2. textfile collector mode:

```bash
./thermal_monitor --prometheus-textfile /var/lib/node_exporter/thermal.prom
```

Metric families include:

- `thermal_gpu_temperature_celsius`
- `thermal_gpu_power_watts`
- `thermal_gpu_throttle_reason`
- `thermal_cpu_package_temperature_celsius`
- `thermal_board_sensor_value`
- `thermal_fan_rpm`
- `thermal_psu_power_watts`

## Testability

Linux sysfs-based collectors now support `TM_SYSROOT`, which allows the repo to run against mocked fixture trees instead of live `/sys` paths.

That currently covers:

- generic thermal zones
- generic `hwmon`
- x86 `coretemp`
- x86 `powercap` RAPL
- arm64 thermal zones and `cpufreq`
- AMD `amdgpu` hwmon fallback

Fixture scaffolding lives under [tests/](/C:/Users/ManishKL/Documents/Playground/thermal-observatory/tests), with the initial mocked tree at [tests/fixtures/linux_x86_mock](/C:/Users/ManishKL/Documents/Playground/thermal-observatory/tests/fixtures/linux_x86_mock).

Example fixture run on Linux:

```bash
export TM_SYSROOT=$PWD/tests/fixtures/linux_x86_mock
./thermal_monitor --json > output.json
python3 tests/check_json_schema.py output.json
```

## Validation Strategy

Recommended validation matrix:

- `x86_64 + NVIDIA`
- `x86_64 + AMD`
- `arm64 + NVIDIA`
- `arm64 + AMD`

For each system:

1. Compare framework output to vendor tools.
2. Run a controlled heatload.
3. Observe thermal ramps, power changes, clocks, and throttle transitions.
4. Record gaps in metric availability rather than masking them.

## Roadmap

Near-term:

- make the userspace collectors compile and run cleanly on real Linux hosts
- add ROCm runtime correlation similar to CUDA
- add Prometheus textfile export
- add stronger test fixtures and sample captures
- add CI around fixture-backed Linux collector tests
- harden IPMI, Redfish, and DCGM collectors with real platform validation

Later:

- DCGM integration
- BMC/IPMI userspace collector
- validated MSR-assisted x86 collector path
- safer kernel deep-collector design
- possible non-Linux backends if a clean abstraction emerges

## Current Status

This repo is now best described as a usable `v0.1.0` alpha.
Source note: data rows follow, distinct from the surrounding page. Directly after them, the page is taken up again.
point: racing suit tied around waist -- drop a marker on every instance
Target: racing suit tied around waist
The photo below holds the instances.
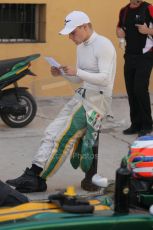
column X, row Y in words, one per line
column 74, row 132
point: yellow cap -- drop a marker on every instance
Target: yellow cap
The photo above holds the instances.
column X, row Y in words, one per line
column 70, row 191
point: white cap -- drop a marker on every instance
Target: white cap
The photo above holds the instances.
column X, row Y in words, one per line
column 73, row 20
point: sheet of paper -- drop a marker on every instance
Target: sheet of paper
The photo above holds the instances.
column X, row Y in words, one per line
column 54, row 63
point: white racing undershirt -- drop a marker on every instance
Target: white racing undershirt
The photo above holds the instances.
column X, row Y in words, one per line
column 96, row 64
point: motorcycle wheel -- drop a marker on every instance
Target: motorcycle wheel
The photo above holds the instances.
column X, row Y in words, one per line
column 19, row 121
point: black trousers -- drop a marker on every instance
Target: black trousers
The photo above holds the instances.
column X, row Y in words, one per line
column 137, row 71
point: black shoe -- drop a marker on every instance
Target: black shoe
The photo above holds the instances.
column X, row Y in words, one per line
column 144, row 132
column 130, row 131
column 87, row 185
column 28, row 182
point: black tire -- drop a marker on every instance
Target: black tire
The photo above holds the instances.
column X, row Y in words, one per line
column 19, row 121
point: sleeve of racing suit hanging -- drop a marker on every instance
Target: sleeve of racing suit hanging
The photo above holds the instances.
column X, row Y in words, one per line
column 105, row 59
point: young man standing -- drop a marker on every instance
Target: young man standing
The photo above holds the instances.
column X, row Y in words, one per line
column 135, row 28
column 74, row 131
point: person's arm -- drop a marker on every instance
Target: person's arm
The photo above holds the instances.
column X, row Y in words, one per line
column 144, row 29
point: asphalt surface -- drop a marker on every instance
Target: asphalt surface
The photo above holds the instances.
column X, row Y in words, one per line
column 18, row 146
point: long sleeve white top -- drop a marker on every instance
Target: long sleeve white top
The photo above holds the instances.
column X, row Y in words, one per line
column 96, row 64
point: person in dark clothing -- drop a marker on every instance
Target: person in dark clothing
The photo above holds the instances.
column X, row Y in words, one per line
column 135, row 30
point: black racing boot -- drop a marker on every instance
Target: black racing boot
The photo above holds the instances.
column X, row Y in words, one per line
column 28, row 182
column 86, row 183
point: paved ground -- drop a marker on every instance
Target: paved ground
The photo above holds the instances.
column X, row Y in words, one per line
column 18, row 146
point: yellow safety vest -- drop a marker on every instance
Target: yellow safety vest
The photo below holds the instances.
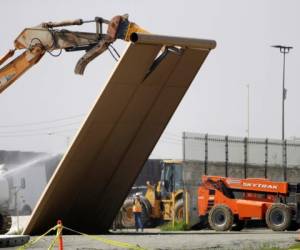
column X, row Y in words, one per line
column 137, row 207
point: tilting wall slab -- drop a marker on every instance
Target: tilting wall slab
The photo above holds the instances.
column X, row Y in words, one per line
column 127, row 120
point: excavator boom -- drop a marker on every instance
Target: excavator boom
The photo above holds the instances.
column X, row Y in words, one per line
column 44, row 38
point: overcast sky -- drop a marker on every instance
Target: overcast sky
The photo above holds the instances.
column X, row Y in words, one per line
column 45, row 107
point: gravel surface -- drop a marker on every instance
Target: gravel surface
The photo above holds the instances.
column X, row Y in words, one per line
column 204, row 239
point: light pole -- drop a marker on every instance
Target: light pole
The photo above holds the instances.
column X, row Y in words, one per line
column 284, row 50
column 248, row 110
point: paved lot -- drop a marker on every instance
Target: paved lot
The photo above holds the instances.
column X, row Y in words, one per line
column 205, row 239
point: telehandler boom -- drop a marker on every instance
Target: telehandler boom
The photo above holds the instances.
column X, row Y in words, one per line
column 44, row 38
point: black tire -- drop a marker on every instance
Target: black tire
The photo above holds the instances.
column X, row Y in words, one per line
column 5, row 222
column 278, row 217
column 179, row 210
column 238, row 225
column 220, row 218
column 127, row 216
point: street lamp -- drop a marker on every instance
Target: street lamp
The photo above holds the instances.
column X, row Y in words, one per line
column 284, row 50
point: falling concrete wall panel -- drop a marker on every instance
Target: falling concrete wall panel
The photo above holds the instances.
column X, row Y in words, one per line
column 119, row 134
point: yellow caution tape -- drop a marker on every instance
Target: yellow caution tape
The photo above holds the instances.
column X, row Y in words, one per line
column 102, row 239
column 108, row 241
column 32, row 242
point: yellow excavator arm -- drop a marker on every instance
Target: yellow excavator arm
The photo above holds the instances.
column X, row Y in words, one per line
column 44, row 38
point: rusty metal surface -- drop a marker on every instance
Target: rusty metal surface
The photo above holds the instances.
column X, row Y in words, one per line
column 95, row 175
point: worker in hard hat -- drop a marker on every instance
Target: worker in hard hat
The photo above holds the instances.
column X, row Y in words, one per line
column 137, row 211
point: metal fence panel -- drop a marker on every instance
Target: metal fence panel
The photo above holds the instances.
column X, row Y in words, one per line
column 239, row 150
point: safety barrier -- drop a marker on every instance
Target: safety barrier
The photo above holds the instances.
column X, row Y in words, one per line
column 58, row 238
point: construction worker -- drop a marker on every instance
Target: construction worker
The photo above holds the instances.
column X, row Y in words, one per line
column 137, row 211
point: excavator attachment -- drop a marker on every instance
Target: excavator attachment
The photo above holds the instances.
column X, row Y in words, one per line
column 12, row 71
column 45, row 38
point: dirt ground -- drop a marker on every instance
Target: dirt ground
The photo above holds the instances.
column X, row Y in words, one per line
column 204, row 239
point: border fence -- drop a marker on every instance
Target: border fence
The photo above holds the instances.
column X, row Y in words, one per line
column 243, row 151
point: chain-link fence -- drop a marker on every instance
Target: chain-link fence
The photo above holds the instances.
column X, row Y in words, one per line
column 242, row 151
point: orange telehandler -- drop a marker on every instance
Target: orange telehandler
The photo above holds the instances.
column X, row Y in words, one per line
column 44, row 38
column 227, row 203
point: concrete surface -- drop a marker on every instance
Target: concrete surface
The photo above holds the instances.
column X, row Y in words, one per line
column 192, row 240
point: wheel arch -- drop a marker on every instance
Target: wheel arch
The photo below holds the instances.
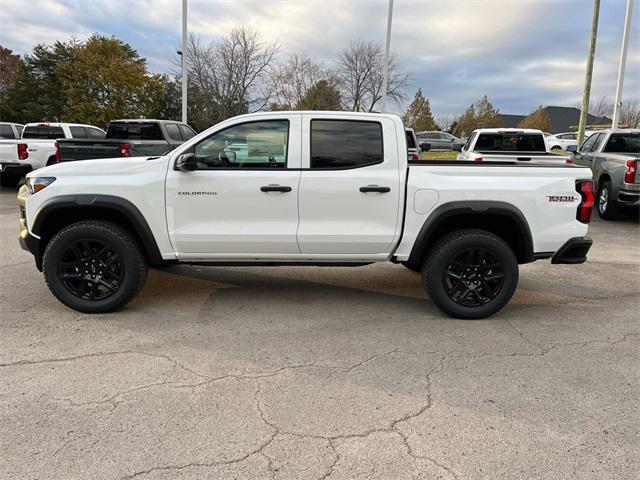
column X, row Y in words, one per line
column 500, row 218
column 61, row 211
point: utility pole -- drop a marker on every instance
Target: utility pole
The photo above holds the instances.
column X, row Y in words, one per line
column 385, row 78
column 183, row 61
column 587, row 79
column 623, row 61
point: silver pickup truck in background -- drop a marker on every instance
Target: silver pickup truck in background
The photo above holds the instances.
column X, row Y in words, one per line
column 614, row 158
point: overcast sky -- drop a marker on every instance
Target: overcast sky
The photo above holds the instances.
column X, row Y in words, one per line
column 521, row 53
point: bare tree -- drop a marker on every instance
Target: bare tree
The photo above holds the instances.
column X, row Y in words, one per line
column 630, row 113
column 292, row 79
column 360, row 71
column 230, row 74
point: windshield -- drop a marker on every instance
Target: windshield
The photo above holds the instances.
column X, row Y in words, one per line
column 511, row 142
column 623, row 143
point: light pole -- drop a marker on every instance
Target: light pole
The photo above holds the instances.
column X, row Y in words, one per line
column 587, row 79
column 385, row 78
column 183, row 61
column 623, row 62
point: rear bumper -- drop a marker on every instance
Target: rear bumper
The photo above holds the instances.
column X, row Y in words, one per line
column 629, row 198
column 573, row 251
column 15, row 168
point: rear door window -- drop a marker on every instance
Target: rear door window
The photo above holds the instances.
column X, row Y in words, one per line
column 43, row 131
column 337, row 144
column 78, row 132
column 173, row 132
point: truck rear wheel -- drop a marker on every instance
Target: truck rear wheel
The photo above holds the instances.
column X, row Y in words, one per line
column 94, row 266
column 470, row 273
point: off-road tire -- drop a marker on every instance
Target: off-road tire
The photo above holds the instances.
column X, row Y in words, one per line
column 133, row 263
column 448, row 248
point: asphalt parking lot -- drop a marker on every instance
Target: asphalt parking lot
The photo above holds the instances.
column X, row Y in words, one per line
column 319, row 373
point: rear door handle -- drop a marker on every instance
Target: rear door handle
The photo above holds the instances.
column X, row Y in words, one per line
column 375, row 188
column 275, row 188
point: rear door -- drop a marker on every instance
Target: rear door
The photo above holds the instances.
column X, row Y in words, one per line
column 350, row 189
column 242, row 199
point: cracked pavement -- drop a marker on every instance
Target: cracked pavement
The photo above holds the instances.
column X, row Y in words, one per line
column 323, row 373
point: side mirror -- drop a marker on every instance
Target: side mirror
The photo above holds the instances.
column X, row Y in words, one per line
column 186, row 162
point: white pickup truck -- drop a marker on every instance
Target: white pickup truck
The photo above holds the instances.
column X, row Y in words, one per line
column 509, row 145
column 302, row 188
column 37, row 148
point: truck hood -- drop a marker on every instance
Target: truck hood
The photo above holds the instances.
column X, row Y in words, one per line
column 103, row 166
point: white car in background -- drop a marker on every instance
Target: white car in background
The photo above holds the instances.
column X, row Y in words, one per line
column 37, row 148
column 561, row 140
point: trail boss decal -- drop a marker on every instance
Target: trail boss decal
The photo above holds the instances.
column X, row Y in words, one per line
column 197, row 193
column 562, row 198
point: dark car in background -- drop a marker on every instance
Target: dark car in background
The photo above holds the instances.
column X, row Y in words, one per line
column 128, row 138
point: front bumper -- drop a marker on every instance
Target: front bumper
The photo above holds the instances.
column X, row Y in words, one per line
column 573, row 251
column 27, row 241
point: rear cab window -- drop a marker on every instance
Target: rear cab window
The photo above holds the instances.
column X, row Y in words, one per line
column 341, row 144
column 6, row 132
column 173, row 132
column 134, row 131
column 78, row 132
column 623, row 143
column 43, row 131
column 510, row 142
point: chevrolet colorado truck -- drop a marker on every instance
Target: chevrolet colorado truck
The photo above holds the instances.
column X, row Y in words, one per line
column 513, row 145
column 128, row 138
column 614, row 157
column 37, row 148
column 302, row 188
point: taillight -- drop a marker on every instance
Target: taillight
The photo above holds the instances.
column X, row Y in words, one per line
column 630, row 174
column 125, row 150
column 23, row 154
column 586, row 189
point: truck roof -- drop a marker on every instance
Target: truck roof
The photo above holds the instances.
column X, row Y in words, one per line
column 58, row 124
column 143, row 120
column 508, row 130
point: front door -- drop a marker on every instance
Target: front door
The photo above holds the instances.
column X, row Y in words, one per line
column 350, row 195
column 242, row 197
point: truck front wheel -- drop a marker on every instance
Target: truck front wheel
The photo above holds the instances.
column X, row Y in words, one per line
column 94, row 266
column 470, row 273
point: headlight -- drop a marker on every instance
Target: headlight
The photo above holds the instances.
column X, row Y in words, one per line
column 35, row 184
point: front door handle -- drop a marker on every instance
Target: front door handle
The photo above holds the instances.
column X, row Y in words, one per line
column 375, row 188
column 275, row 188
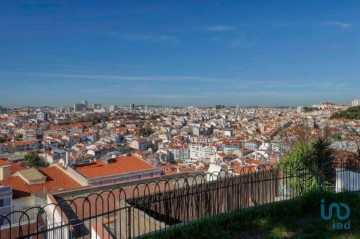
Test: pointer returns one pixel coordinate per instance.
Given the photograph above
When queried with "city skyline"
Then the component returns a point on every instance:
(265, 53)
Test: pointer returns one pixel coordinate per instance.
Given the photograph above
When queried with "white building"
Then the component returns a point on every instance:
(140, 144)
(355, 102)
(300, 109)
(199, 151)
(179, 152)
(113, 108)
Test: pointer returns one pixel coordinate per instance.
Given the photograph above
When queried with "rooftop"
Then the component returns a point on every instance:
(56, 180)
(120, 165)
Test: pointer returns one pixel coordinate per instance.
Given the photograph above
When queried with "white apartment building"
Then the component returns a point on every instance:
(355, 102)
(140, 144)
(198, 151)
(179, 152)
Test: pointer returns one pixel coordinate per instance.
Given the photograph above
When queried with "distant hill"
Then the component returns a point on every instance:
(350, 113)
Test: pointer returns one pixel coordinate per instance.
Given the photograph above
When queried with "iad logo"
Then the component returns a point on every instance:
(336, 224)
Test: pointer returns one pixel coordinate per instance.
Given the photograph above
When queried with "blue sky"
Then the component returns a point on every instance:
(179, 53)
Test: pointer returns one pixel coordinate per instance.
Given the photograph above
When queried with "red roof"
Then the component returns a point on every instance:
(120, 165)
(14, 166)
(56, 180)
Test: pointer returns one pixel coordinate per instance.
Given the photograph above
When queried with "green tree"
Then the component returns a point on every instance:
(309, 165)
The architecture is stable enough for experimentation and integration work:

- structured JSON with per-metric provenance
- Prometheus textfile export
- fixture-backed Linux collector tests
- NVIDIA telemetry plus CUDA correlation
- early datacenter platform telemetry scaffolding

What it still needs most is real Linux hardware validation and hardening of the datacenter collectors.

## Notes

- x86 MSR-backed reads may require `modprobe msr` and root.
- NVML requires the NVIDIA driver stack.
- CUDA correlation requires the CUDA runtime to be installed and discoverable.
- ROCm SMI requires the ROCm stack.
- The kernel module is experimental and should be treated as a research path, not production-hardening.

See [docs/design.md](/C:/Users/ManishKL/Documents/Playground/thermal-observatory/docs/design.md), [docs/architecture.md](/C:/Users/ManishKL/Documents/Playground/thermal-observatory/docs/architecture.md), and [docs/review-notes.md](/C:/Users/ManishKL/Documents/Playground/thermal-observatory/docs/review-notes.md).